First, the collection. Dubbed Animal Instinct, one of the most striking features of the offer is the “kaleidoscope of geometric and experimental abstract prints – evoking the flowing forms of camouflage – and the ‘Universal Passport’ graphic” that adorn dresses and shirts and are layered under printed sheer or mesh tops “to create new harmonies of pattern”. Pattern also extends to geometric colour-block intarsia and prints on dresses and oversized sleeveless blazers.
Freedom of movement is a big theme and is “explored though flowing cap-sleeved and halter-neck gowns with thigh-high splits”. Meanwhile, mini dresses come with exaggerated fringing, frills and straps, and — like a number of other labels this season — are paired with oversized jackets to create a silhouette of contrasts.
Creative chief Riccardo Tisci has also deconstructed the brand’s trench coat and rebuilt it “in strong and striking silhouettes that experiment and play with volume”. They’re big on detail with exaggerated lapels, chain-link embellishments, sleeveless proportions and raw hems”. A “sense of fluidity” is brought to the trench and car coat through fluted and oversized sleeves on collarless and hooded shapes, plus capelets that are perforated or trimmed with leather – "reinvigorating the traditional with a twist of youthful energy”.
This deconstruction approach also extends to boxy-fit blazers reworked in sleeveless and backless cuts. Lapels are reconstructed as scarves to wrap over the shoulder and a chest plate with boned corsetry is “subversively recast in smooth leather or as a hoodie in technical neoprene with a peplum hem”.

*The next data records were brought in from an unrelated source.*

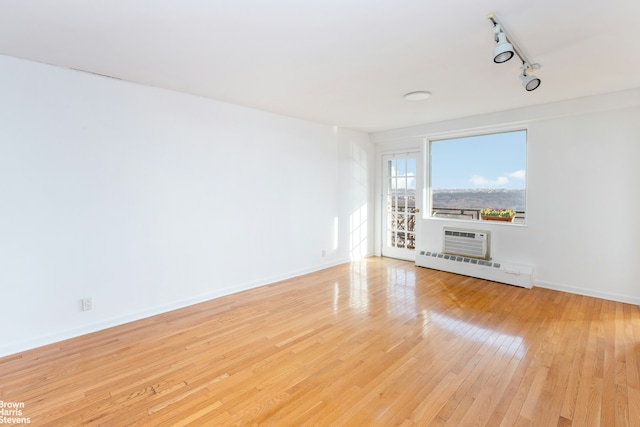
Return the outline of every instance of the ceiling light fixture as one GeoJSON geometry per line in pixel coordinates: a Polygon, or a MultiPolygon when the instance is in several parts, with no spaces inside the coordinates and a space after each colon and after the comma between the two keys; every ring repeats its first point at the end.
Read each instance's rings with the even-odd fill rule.
{"type": "Polygon", "coordinates": [[[487,18],[493,23],[493,39],[496,47],[493,50],[493,62],[501,64],[513,58],[514,54],[522,61],[522,73],[520,79],[527,91],[532,91],[540,86],[540,79],[531,73],[534,69],[540,68],[540,64],[534,64],[522,53],[522,49],[516,45],[513,38],[506,32],[504,25],[498,20],[495,14],[490,13],[487,18]]]}
{"type": "Polygon", "coordinates": [[[431,92],[427,92],[426,90],[418,90],[415,92],[409,92],[405,94],[404,99],[406,101],[422,101],[431,96],[431,92]]]}
{"type": "Polygon", "coordinates": [[[527,63],[522,64],[522,74],[520,74],[520,80],[522,80],[522,85],[524,88],[531,92],[540,86],[540,79],[534,76],[533,74],[527,74],[527,72],[531,71],[531,66],[527,63]]]}
{"type": "Polygon", "coordinates": [[[493,50],[493,62],[502,64],[513,58],[513,46],[507,41],[507,35],[502,32],[499,24],[493,27],[496,48],[493,50]]]}

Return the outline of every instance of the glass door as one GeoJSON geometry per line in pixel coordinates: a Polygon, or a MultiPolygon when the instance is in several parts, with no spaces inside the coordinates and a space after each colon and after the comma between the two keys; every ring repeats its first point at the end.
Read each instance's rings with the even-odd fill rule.
{"type": "Polygon", "coordinates": [[[382,255],[415,260],[420,153],[383,156],[382,255]]]}

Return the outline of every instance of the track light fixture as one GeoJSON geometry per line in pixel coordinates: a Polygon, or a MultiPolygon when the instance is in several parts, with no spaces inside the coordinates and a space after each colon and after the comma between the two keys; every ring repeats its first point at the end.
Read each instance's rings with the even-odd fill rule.
{"type": "Polygon", "coordinates": [[[540,79],[534,76],[533,74],[527,74],[530,70],[532,70],[531,66],[526,62],[522,63],[522,73],[520,74],[520,80],[522,80],[522,85],[524,88],[531,92],[540,86],[540,79]]]}
{"type": "Polygon", "coordinates": [[[498,18],[490,13],[487,18],[493,23],[493,39],[496,47],[493,50],[493,62],[502,64],[513,58],[514,54],[522,61],[522,73],[520,79],[527,91],[532,91],[540,86],[540,79],[531,73],[534,69],[540,68],[540,64],[534,64],[524,56],[522,50],[514,43],[513,38],[505,31],[504,26],[498,18]]]}
{"type": "Polygon", "coordinates": [[[502,32],[499,24],[493,27],[496,48],[493,50],[493,62],[502,64],[513,58],[513,46],[507,41],[507,35],[502,32]]]}

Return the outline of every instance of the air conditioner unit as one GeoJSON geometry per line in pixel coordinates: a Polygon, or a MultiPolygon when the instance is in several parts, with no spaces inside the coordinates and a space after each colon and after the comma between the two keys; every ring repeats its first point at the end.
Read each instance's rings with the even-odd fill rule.
{"type": "Polygon", "coordinates": [[[531,288],[533,267],[490,259],[490,233],[444,227],[442,252],[419,251],[416,265],[531,288]]]}
{"type": "Polygon", "coordinates": [[[448,228],[442,230],[442,252],[449,255],[490,259],[490,236],[485,230],[448,228]]]}

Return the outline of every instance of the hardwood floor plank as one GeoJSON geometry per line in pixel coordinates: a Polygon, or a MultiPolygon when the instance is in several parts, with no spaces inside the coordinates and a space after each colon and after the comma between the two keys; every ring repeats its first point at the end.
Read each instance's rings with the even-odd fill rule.
{"type": "Polygon", "coordinates": [[[639,426],[640,307],[368,258],[0,358],[32,425],[639,426]]]}
{"type": "Polygon", "coordinates": [[[627,388],[629,425],[640,426],[640,390],[637,388],[627,388]]]}

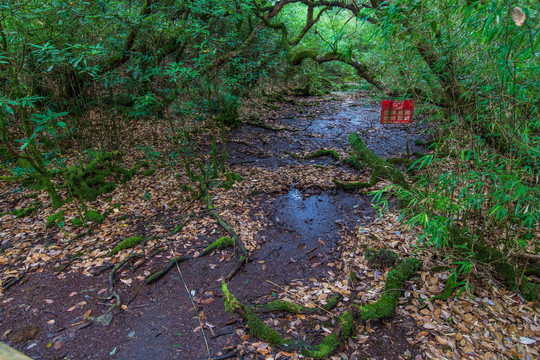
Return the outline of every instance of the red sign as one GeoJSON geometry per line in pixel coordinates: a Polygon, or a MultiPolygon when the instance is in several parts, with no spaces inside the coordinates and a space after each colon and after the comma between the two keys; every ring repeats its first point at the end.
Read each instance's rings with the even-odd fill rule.
{"type": "Polygon", "coordinates": [[[414,100],[384,100],[381,124],[410,124],[414,113],[414,100]]]}

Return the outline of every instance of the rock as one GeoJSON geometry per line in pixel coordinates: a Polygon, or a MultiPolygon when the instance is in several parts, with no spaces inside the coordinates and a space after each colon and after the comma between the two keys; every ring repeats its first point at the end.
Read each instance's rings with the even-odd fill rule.
{"type": "Polygon", "coordinates": [[[111,322],[113,321],[113,314],[105,313],[105,314],[100,315],[97,318],[95,318],[94,321],[97,322],[100,325],[109,326],[111,324],[111,322]]]}
{"type": "Polygon", "coordinates": [[[20,344],[26,341],[34,340],[38,333],[39,328],[37,326],[25,325],[19,330],[16,330],[11,335],[11,341],[13,344],[20,344]]]}

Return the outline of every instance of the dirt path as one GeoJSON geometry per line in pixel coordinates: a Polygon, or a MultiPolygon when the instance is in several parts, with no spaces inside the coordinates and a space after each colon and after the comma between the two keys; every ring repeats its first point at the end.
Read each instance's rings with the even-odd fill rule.
{"type": "MultiPolygon", "coordinates": [[[[283,297],[291,284],[319,291],[323,288],[319,286],[321,283],[336,282],[342,241],[359,227],[369,227],[374,217],[367,198],[321,185],[323,180],[306,169],[315,164],[332,167],[334,174],[352,176],[350,170],[334,166],[335,161],[329,158],[302,162],[287,152],[301,153],[321,147],[342,149],[352,131],[361,133],[368,146],[383,157],[403,156],[406,151],[404,128],[378,125],[378,109],[362,98],[345,94],[333,94],[326,99],[297,98],[296,104],[282,104],[278,113],[274,126],[298,131],[274,132],[246,125],[228,139],[229,164],[244,176],[244,182],[276,179],[254,187],[245,197],[240,198],[245,195],[240,192],[237,198],[232,196],[230,201],[235,205],[223,204],[223,209],[231,207],[227,216],[241,229],[240,235],[245,227],[249,228],[245,233],[251,236],[250,261],[229,284],[229,289],[246,303],[283,297]],[[274,190],[258,190],[265,187],[274,190]]],[[[411,133],[418,131],[414,126],[411,129],[411,133]]],[[[411,152],[420,151],[412,143],[413,138],[411,152]]],[[[173,190],[162,188],[161,191],[173,190]]],[[[6,195],[3,205],[7,206],[8,201],[6,195]]],[[[153,209],[148,213],[154,216],[111,221],[146,235],[151,229],[172,227],[171,219],[179,215],[172,209],[168,215],[153,209]]],[[[192,236],[189,242],[179,243],[171,238],[164,246],[168,250],[173,248],[175,253],[193,253],[223,235],[205,218],[194,220],[193,227],[198,229],[197,236],[192,236]],[[212,230],[204,230],[206,227],[212,230]]],[[[10,229],[3,231],[9,237],[16,235],[10,229]]],[[[60,236],[48,231],[43,233],[43,240],[38,234],[27,235],[34,239],[34,245],[40,243],[45,248],[60,236]]],[[[101,239],[113,236],[100,236],[99,230],[96,235],[81,240],[86,251],[92,242],[96,248],[101,239]]],[[[4,240],[2,247],[9,246],[4,240]]],[[[145,285],[144,277],[160,269],[168,257],[169,253],[163,253],[120,274],[125,281],[119,281],[116,290],[127,310],[114,310],[115,317],[109,326],[83,319],[85,314],[98,316],[107,309],[106,304],[100,304],[85,292],[105,289],[107,272],[83,275],[76,269],[76,260],[64,271],[55,271],[53,268],[58,263],[50,262],[37,272],[29,272],[0,299],[3,341],[34,359],[202,359],[208,353],[220,357],[234,351],[240,359],[264,358],[264,355],[269,359],[279,353],[276,349],[268,353],[260,350],[264,349],[260,342],[248,339],[243,324],[224,310],[220,279],[233,268],[233,254],[218,251],[181,263],[162,280],[145,285]]],[[[324,298],[321,297],[323,301],[324,298]]],[[[325,333],[320,327],[313,330],[309,319],[269,316],[266,320],[278,328],[292,324],[290,336],[318,341],[325,333]]],[[[412,319],[396,317],[387,323],[369,324],[369,329],[371,335],[361,342],[350,342],[342,349],[343,354],[349,358],[360,358],[358,354],[362,354],[364,358],[386,359],[402,358],[404,354],[414,358],[419,354],[418,348],[407,340],[418,332],[412,319]]],[[[298,356],[280,354],[282,359],[298,356]]]]}

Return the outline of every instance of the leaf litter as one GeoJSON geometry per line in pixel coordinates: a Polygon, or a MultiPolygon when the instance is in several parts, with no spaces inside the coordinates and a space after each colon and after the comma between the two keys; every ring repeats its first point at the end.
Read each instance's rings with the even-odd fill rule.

But alongside the volume and fluidity, there’s also a figure-hugging silhouette in stretch technical materials that “underpins the looks and elevates standalone pieces”. So we see bodysuits and leggings layered with “tactile” mohair-blend capelets and animal-inspired fringing, as well as long-sleeved tops and leggings with porthole cut-outs and more chain-link details.
For bags, the newest piece is the Rhombi, an ellipse-shaped shoulder bag “inspired by the abstract curved prints in the collection”. The structured shape is “sculpted to the body” and features a lightly padded strap with an oversized clasp detail.
DIGITAL AND ANALYTICS
As mentioned, the company has also named its new Chief Digital and Analytics Officer with CP Duggal taking up the role on 30 September.
It’s a brand new post and Duggal will be responsible for “driving Burberry’s digital agenda and leveraging data and analytics to support the company’s strategic ambitions”. With the key role, he also joins the Executive Committee and will report directly to CEO Marco Gobbetti and his successor when the firm names a new chief executive.
Duggal joins after 20 years at American Express where he most recently led the company-wide digital and analytics organisation.
Gobbetti said he “has deep digital and data and analytics expertise and experience of operating on a global basis. His experience of accelerating digital distribution, driving customer acquisition and loyalty, creating award-winning customer website and mobile apps, leveraging AI and analytics and building and leading the Data Office function will be invaluable to Burberry in this next phase”.